Published on September 15, 2009 at 5:08 AM · No Comments

Dendrites integrate thousands of inputs locally before sending signals to central axon

A tiny neuron is a very complicated structure. Its complex network of dendrites, axons and synapses is constantly dealing with information, deciding whether or not to send a nerve impulse, to drive a certain action.

It turns out that neurons, at one level, operate like another complicated structure -- the United States, particularly its system of electing a president, through the Electoral College.

A new Northwestern University study provides evidence that supports the "two-layer integration model," one of several competing models attempting to explain how neurons integrate synaptic inputs. The findings are published in the journal Neuron.

In this model, each dendritic branch of a neuron receives and integrates thousands of electrical inputs, deciding on just one signal to send to the axon. The axon then receives signals from all the dendrites, much like electoral votes coming in from state elections, and a final decision is made.
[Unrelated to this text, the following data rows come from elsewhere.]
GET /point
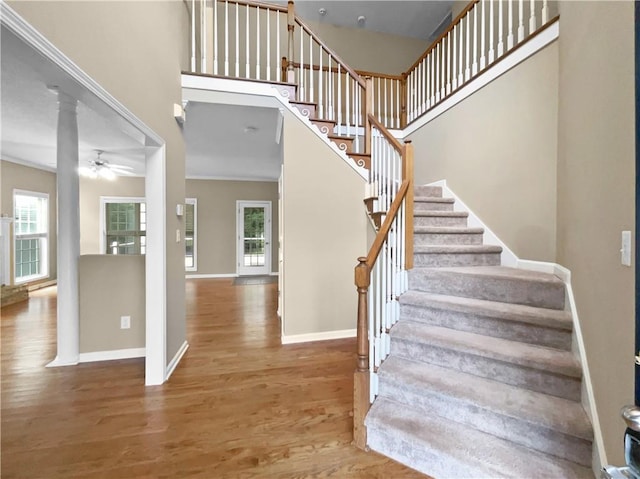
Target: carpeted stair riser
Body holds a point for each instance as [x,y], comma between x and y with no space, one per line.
[428,191]
[439,218]
[420,239]
[443,260]
[444,449]
[465,409]
[503,289]
[481,324]
[432,204]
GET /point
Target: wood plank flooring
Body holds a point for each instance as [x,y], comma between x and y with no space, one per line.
[239,405]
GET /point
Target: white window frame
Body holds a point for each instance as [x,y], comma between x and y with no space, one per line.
[194,202]
[103,218]
[44,238]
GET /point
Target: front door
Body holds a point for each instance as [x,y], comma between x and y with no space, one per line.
[254,237]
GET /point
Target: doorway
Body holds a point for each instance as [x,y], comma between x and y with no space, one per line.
[254,237]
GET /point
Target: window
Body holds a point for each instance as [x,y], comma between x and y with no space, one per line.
[31,230]
[124,225]
[191,218]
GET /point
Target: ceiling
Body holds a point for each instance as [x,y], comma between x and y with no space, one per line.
[415,19]
[223,141]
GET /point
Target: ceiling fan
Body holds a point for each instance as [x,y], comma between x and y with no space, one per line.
[99,168]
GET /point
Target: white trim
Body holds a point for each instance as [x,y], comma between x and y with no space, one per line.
[322,336]
[508,257]
[528,49]
[238,92]
[112,355]
[32,37]
[243,270]
[211,276]
[194,202]
[176,360]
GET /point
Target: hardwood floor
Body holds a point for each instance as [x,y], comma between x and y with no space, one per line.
[239,405]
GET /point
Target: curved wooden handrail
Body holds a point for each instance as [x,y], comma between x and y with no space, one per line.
[249,3]
[339,60]
[388,136]
[374,251]
[442,35]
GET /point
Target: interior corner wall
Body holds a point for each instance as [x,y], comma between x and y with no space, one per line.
[596,195]
[217,217]
[135,51]
[325,231]
[370,51]
[497,150]
[21,177]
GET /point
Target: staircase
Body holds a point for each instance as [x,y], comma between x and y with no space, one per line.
[481,380]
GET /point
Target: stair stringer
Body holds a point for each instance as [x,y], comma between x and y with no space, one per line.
[509,258]
[251,93]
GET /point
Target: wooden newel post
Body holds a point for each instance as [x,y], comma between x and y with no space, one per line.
[291,22]
[361,377]
[368,107]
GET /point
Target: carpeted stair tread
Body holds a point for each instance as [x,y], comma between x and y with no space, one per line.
[493,283]
[445,214]
[456,249]
[503,350]
[447,230]
[551,318]
[444,449]
[536,408]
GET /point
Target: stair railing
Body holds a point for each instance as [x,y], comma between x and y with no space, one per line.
[381,277]
[481,35]
[325,79]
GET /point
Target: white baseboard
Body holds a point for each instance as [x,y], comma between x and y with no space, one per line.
[176,359]
[322,336]
[508,257]
[112,355]
[211,276]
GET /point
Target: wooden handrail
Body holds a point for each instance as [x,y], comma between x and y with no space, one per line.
[442,35]
[339,60]
[389,137]
[249,3]
[374,251]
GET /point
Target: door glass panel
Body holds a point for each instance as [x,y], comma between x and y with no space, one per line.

The result could be an output in the form of an impulse, or action potential, or no action at all.

"There are more than 100 billion neurons in the human brain, so detailed knowledge of individual neurons will lead to a better understanding of how the brain works, including the processes of learning and memory," said Nelson Spruston, who led the research team. He is professor of neurobiology and physiology in the Weinberg College of Arts and Sciences at Northwestern.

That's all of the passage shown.